London Police and Discrimination: Rotting to the Core

London Police and Discrimination: Rotting to the Core

A report attests that the London police have a deep-seated culture of discrimination and violence. So far there have not even been any studies in Germany.

A wall of cell phone lights illuminates a police line seen from behind

Vigil for the murdered Sarah Everard Photo: Mary Turner/NYT/redux/life

The 363-page investigation report into the working culture of the London Metropolitan Police (Met), published on Tuesday, could not be worse in its conclusions: The Met is institutionally racist, misogynistic and homophobic, but also discriminatory against people with disabilities, writes Baroness Louise Casey, who presided over the inquiry. Doreen Lawrence, the mother of a black teenager who was stabbed to death by racists in 1993 and prompted a racist police investigation, said she was not surprised by the results. The Metropolitan Police has rotted to its core.

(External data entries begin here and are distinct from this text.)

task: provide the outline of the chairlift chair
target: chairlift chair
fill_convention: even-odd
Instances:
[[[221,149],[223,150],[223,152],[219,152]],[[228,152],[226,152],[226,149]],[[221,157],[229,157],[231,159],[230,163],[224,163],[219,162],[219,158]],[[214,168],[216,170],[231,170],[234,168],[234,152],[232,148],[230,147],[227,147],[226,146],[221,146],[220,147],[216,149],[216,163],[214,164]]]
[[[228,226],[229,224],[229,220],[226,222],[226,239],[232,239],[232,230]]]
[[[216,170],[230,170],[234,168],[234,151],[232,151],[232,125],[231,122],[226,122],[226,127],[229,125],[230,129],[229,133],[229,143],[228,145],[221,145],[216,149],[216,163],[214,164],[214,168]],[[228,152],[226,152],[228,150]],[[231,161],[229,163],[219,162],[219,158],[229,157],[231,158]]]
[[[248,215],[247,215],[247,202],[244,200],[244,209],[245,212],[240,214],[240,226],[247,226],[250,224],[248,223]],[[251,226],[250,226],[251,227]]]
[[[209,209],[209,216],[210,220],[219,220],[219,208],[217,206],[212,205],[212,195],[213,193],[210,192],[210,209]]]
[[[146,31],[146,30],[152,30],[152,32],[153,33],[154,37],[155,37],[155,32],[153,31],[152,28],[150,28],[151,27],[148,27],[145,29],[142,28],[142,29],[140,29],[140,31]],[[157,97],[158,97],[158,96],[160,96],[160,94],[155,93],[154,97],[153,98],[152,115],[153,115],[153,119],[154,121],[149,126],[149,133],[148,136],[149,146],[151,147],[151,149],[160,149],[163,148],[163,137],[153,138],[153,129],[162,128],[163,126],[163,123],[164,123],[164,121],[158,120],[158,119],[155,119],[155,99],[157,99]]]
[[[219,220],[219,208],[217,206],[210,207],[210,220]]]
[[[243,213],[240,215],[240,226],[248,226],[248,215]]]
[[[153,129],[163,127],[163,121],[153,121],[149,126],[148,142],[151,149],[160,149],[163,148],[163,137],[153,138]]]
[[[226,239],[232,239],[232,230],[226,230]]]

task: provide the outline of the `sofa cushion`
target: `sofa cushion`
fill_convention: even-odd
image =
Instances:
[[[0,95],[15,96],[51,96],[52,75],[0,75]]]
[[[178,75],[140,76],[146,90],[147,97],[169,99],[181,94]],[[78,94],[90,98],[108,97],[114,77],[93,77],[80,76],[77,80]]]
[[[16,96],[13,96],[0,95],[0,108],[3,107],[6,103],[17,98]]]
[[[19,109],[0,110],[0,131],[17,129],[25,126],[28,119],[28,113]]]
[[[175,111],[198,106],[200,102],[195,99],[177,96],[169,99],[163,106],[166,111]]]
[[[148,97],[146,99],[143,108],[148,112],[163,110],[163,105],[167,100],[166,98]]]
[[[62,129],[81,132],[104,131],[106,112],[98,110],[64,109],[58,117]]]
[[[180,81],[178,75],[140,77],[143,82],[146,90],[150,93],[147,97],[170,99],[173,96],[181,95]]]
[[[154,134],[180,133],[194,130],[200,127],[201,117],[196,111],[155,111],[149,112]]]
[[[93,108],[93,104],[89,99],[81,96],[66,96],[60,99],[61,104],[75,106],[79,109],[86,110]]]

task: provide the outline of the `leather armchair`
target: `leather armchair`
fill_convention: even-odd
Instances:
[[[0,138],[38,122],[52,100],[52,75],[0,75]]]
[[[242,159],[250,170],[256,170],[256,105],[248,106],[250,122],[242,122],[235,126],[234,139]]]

It was the now-resigned Met Police Commissioner, Cressida Dick, who led the inquiry after public outrage at the kidnapping, rape and the murder of Sarah Everard had initiated. The catalog of incidents the investigation examined included failure to arrest a murderer due to homophobic prejudice, institutional corruption, distribution of photos of murder victims and sharing of discriminatory, misogynist, racist and homophobic messages on social media, child and girl-phobic handling by police officers and the case of police officer David Carrick, who raped at least twelve female victims over a period of 17 years.

Consistently discriminatory

Other bodies report on the disproportionate brutality in dealing with black citizens: You are detained, searched and tasered far more often than others. They are also often placed in handcuffs. At the same time, the Met protects black Londoners less than average.

Those within the Met who were unaware male and British were 81 per cent more likely to face disciplinary action. Bullying and discrimination were widespread, with a Muslim police officer having pork placed in his boots and a Sikh officer having his beard cut off. Black officials were referred to as “monkeys at the gate”. Female employees often experienced sexism and abuse.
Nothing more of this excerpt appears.